Abstract

Background: The Micra leadless pacemaker (LP) is a novel pacing technology that has revolutionized the management of bradyarrhythmias and eliminated the need for intra-cardiac leads. A meta-analysis was performed to assess the long term safety and efficacy outcomes of the LP. Methods: We included a total of 60 studies. Data was analyzed to calculate outcomes in the pooled proportion of patients undergoing LP implant. Primary efficacy endpoints were successful implantation and acceptable capture threshold of <2V at 1 year.
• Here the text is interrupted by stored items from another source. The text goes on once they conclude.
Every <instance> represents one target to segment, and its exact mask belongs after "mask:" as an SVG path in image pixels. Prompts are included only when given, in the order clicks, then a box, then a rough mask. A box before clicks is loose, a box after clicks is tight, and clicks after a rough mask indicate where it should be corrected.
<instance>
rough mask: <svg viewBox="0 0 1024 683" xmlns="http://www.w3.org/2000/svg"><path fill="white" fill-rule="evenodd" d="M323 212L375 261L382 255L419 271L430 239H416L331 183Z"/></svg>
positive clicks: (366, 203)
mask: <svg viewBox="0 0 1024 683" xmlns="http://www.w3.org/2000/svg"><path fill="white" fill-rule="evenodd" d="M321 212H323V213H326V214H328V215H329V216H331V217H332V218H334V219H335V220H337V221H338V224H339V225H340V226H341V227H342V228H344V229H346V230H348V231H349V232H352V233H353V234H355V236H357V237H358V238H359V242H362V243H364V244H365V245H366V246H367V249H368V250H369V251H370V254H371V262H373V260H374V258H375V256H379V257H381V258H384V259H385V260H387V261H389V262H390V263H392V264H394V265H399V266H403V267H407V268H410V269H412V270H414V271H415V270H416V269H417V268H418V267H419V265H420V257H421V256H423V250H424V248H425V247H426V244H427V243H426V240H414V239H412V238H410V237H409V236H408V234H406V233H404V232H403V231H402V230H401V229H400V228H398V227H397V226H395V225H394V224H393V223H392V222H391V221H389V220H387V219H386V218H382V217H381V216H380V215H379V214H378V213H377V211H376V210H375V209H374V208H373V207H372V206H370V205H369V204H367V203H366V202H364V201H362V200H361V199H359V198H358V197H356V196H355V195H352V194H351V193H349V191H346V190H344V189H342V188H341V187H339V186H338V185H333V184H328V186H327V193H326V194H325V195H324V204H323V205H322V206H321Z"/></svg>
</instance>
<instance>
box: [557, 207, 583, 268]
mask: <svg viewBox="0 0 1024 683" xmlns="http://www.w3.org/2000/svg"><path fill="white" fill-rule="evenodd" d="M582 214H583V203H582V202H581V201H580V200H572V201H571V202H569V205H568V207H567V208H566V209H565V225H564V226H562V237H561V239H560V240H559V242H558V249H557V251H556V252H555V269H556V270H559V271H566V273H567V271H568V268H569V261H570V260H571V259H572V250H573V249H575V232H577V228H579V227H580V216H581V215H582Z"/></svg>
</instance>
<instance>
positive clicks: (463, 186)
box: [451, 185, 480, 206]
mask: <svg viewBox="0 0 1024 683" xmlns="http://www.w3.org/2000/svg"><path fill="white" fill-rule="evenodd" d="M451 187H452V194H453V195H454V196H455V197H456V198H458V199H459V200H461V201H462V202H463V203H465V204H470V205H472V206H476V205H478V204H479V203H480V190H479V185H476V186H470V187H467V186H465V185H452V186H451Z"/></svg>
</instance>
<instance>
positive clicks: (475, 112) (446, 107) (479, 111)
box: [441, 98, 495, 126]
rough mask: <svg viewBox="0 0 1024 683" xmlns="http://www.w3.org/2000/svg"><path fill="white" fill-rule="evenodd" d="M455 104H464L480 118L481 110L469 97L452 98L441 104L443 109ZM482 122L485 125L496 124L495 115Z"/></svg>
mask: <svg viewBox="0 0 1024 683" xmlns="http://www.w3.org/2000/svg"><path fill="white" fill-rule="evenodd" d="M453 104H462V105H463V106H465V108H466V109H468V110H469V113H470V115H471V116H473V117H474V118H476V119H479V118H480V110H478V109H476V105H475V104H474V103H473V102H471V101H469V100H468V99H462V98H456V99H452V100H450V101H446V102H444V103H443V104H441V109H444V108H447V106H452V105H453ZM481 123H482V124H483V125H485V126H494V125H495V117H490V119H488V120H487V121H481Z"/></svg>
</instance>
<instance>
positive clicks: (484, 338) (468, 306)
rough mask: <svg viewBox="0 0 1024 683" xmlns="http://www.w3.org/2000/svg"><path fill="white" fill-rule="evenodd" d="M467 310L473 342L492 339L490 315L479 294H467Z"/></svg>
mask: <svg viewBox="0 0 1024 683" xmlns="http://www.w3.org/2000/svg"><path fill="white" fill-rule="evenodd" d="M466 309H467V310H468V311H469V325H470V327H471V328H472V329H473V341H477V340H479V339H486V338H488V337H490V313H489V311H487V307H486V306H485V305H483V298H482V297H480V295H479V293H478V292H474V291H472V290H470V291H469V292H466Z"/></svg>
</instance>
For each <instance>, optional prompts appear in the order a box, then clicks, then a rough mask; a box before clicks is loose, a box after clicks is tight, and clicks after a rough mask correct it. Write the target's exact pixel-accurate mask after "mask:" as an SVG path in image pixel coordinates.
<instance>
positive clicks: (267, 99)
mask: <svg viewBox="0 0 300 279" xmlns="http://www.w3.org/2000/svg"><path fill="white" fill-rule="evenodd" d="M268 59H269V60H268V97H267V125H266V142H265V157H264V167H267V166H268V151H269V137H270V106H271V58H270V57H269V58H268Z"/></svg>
Primary safety outcomes were vascular injury, tamponade, device dislodgement, pneumothorax, and major complications (complications resulting in intervention, prolonged hospital stay, readmission or death). Results: Successful LP implantation was found to be 99.4% (Cl [99.1%, 99.6%], (P = 0.95)) and acceptable capture threshold of <2V at 1 year was 97.1% (CI [96%, 98.2%], P = 0.001). Major complications occurred in 2.5% (CI [1.3%, 3.6%], P = 0.001). Infection occurred in 0.5% (Cl [0.0%, 0.9%], P = 0.03) and the analysis was homogeneous (I2 = 45.16%, P = 0.04). Vascular injury occurred in 0.9% (CI [0.4%, 1.3%], P = 0.001), cardiac tamponade in 0.4% (CI [0.2%, 0.7%], P = 0.002)) and device dislodgement in 0.3% (CI [0.2%, 0.4%], P < 0.001). Conclusion: LPs had a high rate of successful implantation and capture threshold at 99.4% and 97.1% respectively, while having low rates of major complications, infections, dislodgement, cardiac tamponade and vascular injury.